惡ガキノ蕾
     ~H30.11月最後の木曜日~
 新しい生活は、当たり前だけど何もかもが初めて尽くしで毎日がバタバタと騒がしく、二、三歩歩いては躓く《つまずく》ような日々の繰り返しだった。それでも兄妹が一つ屋根の下に暮らす生活は、毎日の取るに足らない平凡な出来事のひとつゝを幸せとして受け止められる新鮮さがあって、春から夏、そして秋へと季節の移り変わりに心を留める余裕も無く、一日、一日が秒で過ぎて行ったのだった。
 慌ただしく半年が過ぎて、それまで様子見していた冬将軍様がそろゝ本気出したろかって雰囲気を出し始めた十一月最後の木曜日。南瓜《かぼちゃ》の種を取ろうとスプーンを握った処で、アコーディオンカーテンで仕切られた座敷の奥から、肩に消毒用のガーゼを貼り付けた優《ゆう》が顔を出した。あ、優は双葉の同級生で、今日に限って言えば友達でもありお客さんでもある。刺青《いれずみ》を入れた後、一日はガーゼを貼ったままにしとくのが双葉の遣り方みたいで、あたしも最初目にした時は痛々しく思えて顔をしかめたものだけど、双葉に言わせると服で擦ったりするよりよっぽど肌には良いらしいんだよね。
 あたし逹が手に入れたこの中古住宅は一階が居酒屋、二階が居住スペースとして使われていた、いわゆる店舗住宅ってやつで、営業前の昼間のこの時間、座敷は双葉の仕事場として使っていて、夜は仕切りを開放した後、テーブルをセットして呑み屋の営業になるってわけ。
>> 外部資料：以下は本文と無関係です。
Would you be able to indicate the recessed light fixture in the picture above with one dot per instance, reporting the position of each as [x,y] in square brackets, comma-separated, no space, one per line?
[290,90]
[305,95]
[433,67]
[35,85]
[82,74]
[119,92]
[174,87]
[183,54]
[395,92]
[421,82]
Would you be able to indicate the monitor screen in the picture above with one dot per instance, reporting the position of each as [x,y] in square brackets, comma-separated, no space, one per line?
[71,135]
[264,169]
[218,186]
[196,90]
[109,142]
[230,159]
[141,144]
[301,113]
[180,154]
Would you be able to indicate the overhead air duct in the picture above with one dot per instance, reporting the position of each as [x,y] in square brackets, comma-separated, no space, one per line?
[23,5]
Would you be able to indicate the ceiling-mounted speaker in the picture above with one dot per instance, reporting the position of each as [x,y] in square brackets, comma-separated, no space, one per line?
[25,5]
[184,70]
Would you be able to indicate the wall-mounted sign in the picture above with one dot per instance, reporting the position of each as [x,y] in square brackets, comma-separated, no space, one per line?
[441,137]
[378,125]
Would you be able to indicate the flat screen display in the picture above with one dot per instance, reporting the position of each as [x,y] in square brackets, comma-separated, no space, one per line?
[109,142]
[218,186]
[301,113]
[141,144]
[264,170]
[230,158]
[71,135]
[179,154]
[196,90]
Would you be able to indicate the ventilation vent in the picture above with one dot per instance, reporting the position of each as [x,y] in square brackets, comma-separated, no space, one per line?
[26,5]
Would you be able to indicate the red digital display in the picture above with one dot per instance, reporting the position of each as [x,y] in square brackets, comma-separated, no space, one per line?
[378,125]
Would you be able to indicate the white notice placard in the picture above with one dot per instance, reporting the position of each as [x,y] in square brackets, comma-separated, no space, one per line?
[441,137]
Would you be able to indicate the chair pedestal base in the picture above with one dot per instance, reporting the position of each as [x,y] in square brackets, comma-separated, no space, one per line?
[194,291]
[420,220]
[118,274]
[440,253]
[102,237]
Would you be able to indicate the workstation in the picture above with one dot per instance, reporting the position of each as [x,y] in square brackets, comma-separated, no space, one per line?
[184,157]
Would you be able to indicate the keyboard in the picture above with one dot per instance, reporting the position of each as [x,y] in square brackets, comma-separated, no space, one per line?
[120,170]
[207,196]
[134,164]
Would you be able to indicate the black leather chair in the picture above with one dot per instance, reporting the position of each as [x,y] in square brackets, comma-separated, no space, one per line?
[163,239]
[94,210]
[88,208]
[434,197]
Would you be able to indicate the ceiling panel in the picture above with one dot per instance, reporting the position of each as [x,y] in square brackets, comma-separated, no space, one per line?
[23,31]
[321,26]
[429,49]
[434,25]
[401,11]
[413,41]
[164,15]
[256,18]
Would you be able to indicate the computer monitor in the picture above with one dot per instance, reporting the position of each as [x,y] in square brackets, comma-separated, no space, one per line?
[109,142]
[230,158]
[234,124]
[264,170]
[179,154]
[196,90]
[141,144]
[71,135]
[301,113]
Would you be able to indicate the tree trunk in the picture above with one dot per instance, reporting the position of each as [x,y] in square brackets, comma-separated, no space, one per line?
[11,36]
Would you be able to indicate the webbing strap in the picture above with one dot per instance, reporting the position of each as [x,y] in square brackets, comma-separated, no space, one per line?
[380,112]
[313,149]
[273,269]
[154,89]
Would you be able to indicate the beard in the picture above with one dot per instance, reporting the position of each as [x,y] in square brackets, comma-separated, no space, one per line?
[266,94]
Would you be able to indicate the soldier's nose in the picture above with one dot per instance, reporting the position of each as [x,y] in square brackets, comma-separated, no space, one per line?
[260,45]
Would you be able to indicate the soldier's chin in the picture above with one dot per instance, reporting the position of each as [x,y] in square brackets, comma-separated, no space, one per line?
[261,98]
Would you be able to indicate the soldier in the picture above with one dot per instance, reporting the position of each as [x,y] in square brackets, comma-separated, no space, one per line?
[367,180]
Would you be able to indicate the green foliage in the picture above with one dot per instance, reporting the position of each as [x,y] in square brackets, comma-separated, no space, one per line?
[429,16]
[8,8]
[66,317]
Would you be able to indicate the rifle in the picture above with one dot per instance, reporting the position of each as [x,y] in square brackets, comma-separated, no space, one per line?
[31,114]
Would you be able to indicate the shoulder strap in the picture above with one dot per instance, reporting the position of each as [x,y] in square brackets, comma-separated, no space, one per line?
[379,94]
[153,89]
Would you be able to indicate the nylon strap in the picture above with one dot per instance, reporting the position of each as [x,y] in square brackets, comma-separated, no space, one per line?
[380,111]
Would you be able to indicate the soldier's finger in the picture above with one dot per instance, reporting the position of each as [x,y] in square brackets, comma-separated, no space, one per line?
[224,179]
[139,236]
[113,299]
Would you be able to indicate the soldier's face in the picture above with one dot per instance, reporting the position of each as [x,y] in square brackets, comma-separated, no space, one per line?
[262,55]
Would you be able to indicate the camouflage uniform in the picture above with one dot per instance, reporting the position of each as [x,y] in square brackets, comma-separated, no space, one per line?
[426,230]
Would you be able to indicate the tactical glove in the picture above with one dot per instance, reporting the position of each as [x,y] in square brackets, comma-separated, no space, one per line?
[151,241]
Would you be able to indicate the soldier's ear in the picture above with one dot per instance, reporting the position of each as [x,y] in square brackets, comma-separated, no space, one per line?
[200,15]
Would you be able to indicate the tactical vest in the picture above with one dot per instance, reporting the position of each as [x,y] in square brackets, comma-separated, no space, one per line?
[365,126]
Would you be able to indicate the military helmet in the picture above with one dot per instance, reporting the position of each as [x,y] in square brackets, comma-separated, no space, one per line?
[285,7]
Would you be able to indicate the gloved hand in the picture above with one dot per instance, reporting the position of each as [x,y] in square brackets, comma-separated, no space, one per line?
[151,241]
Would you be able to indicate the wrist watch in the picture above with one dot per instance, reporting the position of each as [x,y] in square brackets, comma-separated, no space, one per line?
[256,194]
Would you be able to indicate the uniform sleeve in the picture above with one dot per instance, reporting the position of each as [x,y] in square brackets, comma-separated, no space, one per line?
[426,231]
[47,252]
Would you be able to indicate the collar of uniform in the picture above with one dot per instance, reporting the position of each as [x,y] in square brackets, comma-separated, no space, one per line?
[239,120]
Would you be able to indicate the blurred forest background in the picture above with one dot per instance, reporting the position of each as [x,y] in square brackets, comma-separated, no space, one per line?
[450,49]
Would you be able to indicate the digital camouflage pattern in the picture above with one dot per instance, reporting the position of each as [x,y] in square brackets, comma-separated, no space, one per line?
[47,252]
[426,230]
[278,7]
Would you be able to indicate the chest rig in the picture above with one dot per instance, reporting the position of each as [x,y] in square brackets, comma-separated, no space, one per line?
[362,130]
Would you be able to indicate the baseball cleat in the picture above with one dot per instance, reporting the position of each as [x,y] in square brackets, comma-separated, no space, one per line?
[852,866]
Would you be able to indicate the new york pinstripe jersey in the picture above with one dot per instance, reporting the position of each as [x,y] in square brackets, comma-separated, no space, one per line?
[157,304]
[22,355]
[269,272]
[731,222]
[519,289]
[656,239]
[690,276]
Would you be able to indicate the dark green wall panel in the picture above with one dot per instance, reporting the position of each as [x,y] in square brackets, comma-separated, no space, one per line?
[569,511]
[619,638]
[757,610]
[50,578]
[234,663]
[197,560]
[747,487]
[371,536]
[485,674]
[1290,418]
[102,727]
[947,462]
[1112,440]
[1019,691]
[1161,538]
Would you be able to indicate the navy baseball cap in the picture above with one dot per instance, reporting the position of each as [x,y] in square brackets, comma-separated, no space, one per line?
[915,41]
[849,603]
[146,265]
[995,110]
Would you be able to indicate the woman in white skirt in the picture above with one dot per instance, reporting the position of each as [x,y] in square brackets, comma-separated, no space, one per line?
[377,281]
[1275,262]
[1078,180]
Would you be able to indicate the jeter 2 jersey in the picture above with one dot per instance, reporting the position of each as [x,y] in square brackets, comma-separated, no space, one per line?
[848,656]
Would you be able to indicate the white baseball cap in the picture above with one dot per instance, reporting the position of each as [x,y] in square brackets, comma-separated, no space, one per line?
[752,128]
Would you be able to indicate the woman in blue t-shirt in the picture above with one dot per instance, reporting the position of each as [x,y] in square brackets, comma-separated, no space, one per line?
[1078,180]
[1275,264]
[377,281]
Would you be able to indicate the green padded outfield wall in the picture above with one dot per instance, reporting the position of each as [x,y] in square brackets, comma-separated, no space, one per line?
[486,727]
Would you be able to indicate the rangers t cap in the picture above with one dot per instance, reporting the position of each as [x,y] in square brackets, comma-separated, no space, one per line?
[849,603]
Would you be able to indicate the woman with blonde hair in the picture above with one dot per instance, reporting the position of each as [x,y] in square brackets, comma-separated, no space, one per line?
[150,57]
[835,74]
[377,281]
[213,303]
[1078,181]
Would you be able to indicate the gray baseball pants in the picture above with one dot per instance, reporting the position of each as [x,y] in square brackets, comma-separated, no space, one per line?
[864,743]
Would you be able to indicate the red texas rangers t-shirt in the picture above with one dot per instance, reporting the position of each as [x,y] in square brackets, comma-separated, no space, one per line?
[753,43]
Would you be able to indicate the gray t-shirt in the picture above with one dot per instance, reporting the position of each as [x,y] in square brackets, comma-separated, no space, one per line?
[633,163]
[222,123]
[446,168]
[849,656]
 店‥というか家の前には車三台程を置ける駐車場と猫の額《ひたい》程のにゃわ…じゃなくて、にわ、も有りますので団体様もいつでもお待ちしております。宣伝。
 ──で、なんで呑み屋を始める事になったのかって話だけど…。この家を内覧に来た時、一階の元居酒屋にはまだ業務用のでっかい冷蔵庫も調理器具もそのまま残されていて、何よりカウンターに使われていたのが立派な樫木《かしのき》の一枚板だったのがきむ爺に止め《とどめ》を刺して‥と、それが切っ掛け。だってきむ爺、「解体して全部ゴミとしてこちらで処分します」と話す不動産家を、あたし逹の意見もろくすっぽ聞かずに引き留めてしまったんだから…。ま、そんな流れでリノベーションの費用ももったいないし、元板前のきむ爺にあたしが協力して、二人で店を始めた、って事に表向きはなっているんだ。双葉も気が向けば手伝う事もあるんだけど、基本、毎日店に出るのはあたしの仕事。高校にも行ってない、その上得意な事も、なんの取り柄も無くてやりたい事さえ見付からないダメダメなあたしでも、働ける場所が出来たのは、ほんと恵まれていると思う。この家を見つけてきたのは一樹と双葉の二人で、きむ爺は関係無い事になってるけど、呆れる位鈍くてとろいあたしにだって、三人の気持ちはちゃんと伝わっているのだ。ってか、きむ爺のヘタクソなお芝居とか、あたしの顔色を心配そうに窺う《うかがう》一樹と双葉の眼差しとか、色んな想いが一遍に伝わって来過ぎて、今思えば内覧が終わった後多分あたし、怒ったような変な顔になっていたと思う。だってそうでもしてないと、何だか胸の中で熱を持ったものが零れ落ちそうで、顔の普段は使わない筋肉に力を入れていたから。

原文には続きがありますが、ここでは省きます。